Multiplatform analyses reveal distinct drivers of systemic pathogenesis in adult versus pediatric severe acute COVID-19, 2023, Samuel Druzak

[Mij]

Abstract
The pathogenesis of multi-organ dysfunction associated with severe acute SARS-CoV-2 infection remains poorly understood. Endothelial damage and microvascular thrombosis have been identified as drivers of COVID-19 severity, yet the mechanisms underlying these processes remain elusive.

Here we show alterations in fluid shear stress-responsive pathways in critically ill COVID-19 adults as compared to non-COVID critically ill adults using a multiomics approach. Mechanistic in-vitro studies, using microvasculature-on-chip devices, reveal that plasma from critically ill COVID-19 adults induces fibrinogen-dependent red blood cell aggregation that mechanically damages the microvascular glycocalyx. This mechanism appears unique to COVID-19, as plasma from non-COVID sepsis patients demonstrates greater red blood cell membrane stiffness but induces less significant alterations in overall blood rheology.
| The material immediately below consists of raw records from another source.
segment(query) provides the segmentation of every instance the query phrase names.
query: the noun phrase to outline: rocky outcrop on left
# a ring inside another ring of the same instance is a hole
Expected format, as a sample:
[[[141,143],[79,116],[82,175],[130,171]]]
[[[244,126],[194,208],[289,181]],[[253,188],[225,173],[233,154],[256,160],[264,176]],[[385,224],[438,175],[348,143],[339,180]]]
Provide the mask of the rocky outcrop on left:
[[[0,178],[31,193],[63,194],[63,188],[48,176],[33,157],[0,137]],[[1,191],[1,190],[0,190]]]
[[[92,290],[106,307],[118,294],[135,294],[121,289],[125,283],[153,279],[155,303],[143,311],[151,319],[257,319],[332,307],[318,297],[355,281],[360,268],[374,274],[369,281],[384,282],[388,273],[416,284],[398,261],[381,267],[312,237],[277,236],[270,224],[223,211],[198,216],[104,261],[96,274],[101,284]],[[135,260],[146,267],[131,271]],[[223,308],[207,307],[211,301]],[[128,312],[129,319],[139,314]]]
Multiomics analyses in pediatric patients with acute COVID-19 or the post-infectious multi-inflammatory syndrome in children (MIS-C) demonstrate little overlap in plasma cytokine and metabolite changes compared to adult COVID-19 patients. Instead, pediatric acute COVID-19 and MIS-C patients show alterations strongly associated with cytokine upregulation.
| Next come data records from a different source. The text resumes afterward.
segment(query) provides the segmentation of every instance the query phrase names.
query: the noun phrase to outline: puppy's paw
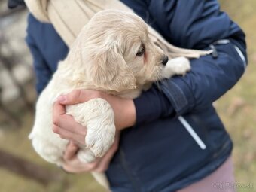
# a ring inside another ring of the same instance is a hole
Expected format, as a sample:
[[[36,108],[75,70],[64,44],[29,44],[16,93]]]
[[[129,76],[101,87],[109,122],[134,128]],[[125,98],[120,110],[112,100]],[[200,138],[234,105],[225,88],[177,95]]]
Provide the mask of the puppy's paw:
[[[184,75],[190,70],[189,60],[183,56],[177,57],[168,61],[163,69],[163,78],[169,78],[175,75]]]

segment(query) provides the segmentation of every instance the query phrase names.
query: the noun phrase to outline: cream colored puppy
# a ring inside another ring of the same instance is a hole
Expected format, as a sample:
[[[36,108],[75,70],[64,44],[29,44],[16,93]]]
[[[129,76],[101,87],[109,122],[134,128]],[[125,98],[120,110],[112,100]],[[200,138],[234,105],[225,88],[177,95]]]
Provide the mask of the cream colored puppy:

These findings link high fibrinogen and red blood cell aggregation with endotheliopathy in adult COVID-19 patients and highlight differences in the key mediators of pathogenesis between adult and pediatric populations.
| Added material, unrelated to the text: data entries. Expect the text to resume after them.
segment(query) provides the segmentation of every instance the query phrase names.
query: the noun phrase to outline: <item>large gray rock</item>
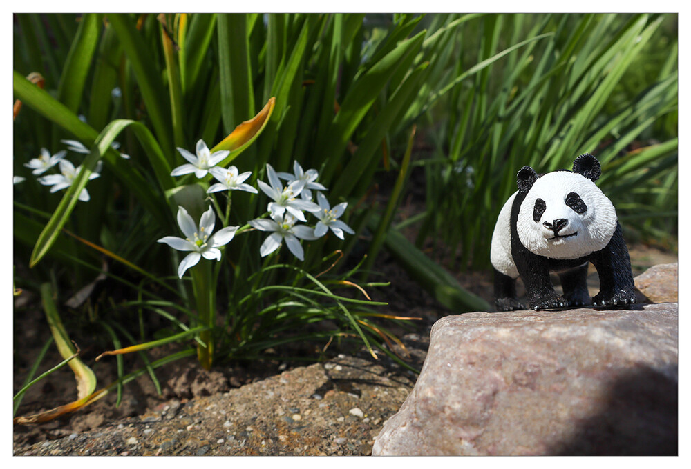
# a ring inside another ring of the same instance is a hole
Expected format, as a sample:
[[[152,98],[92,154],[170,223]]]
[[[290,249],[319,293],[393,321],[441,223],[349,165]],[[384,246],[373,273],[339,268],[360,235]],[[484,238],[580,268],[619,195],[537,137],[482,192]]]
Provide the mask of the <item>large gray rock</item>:
[[[637,308],[440,319],[372,454],[676,454],[677,304]]]

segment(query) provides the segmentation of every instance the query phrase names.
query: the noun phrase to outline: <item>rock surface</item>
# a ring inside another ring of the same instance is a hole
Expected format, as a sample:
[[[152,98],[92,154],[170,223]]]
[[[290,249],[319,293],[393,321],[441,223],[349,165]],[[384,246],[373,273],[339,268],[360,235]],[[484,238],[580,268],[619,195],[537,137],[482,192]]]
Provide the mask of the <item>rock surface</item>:
[[[678,343],[676,303],[448,316],[372,454],[676,454]]]
[[[651,303],[679,301],[678,263],[654,266],[635,279],[636,288]]]

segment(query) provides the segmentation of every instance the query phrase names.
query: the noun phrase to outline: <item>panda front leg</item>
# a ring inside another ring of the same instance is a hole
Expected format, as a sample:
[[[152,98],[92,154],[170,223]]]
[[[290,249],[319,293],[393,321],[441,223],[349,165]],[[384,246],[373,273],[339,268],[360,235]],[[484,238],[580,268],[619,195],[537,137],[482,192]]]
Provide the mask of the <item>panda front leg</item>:
[[[636,286],[631,273],[629,250],[621,226],[616,229],[604,249],[594,252],[590,260],[600,277],[600,292],[593,297],[596,306],[617,306],[636,303]]]
[[[498,311],[524,310],[516,295],[516,281],[494,269],[494,306]]]
[[[586,263],[558,274],[564,289],[564,298],[569,306],[585,306],[592,303],[588,292],[588,264]]]
[[[514,255],[515,260],[515,258]],[[528,257],[525,261],[517,260],[516,267],[525,284],[528,303],[531,309],[537,311],[569,306],[569,302],[554,291],[547,262],[539,256]]]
https://www.nature.com/articles/s41467-023-37269-3

 

[Sean]

alterations in fluid shear stress-responsive pathways

Now that is interesting.

 

[SNT Gatchaman]

See also Monocyte Adhesion and Transmigration Through Endothelium Following Cardiopulmonary Bypass Shearing is Mediated by IL-8 Signaling (2023, Preprint: BioRxiv)

With this study to our knowledge, we are the first to show that CPB shear stress activated monocytes adhere to and migrate through an intact and unstimulated endothelial monolayer. [...] This was accompanied by the disruption of adherens junction and reorganization of cytoskeleton in the endothelial cells.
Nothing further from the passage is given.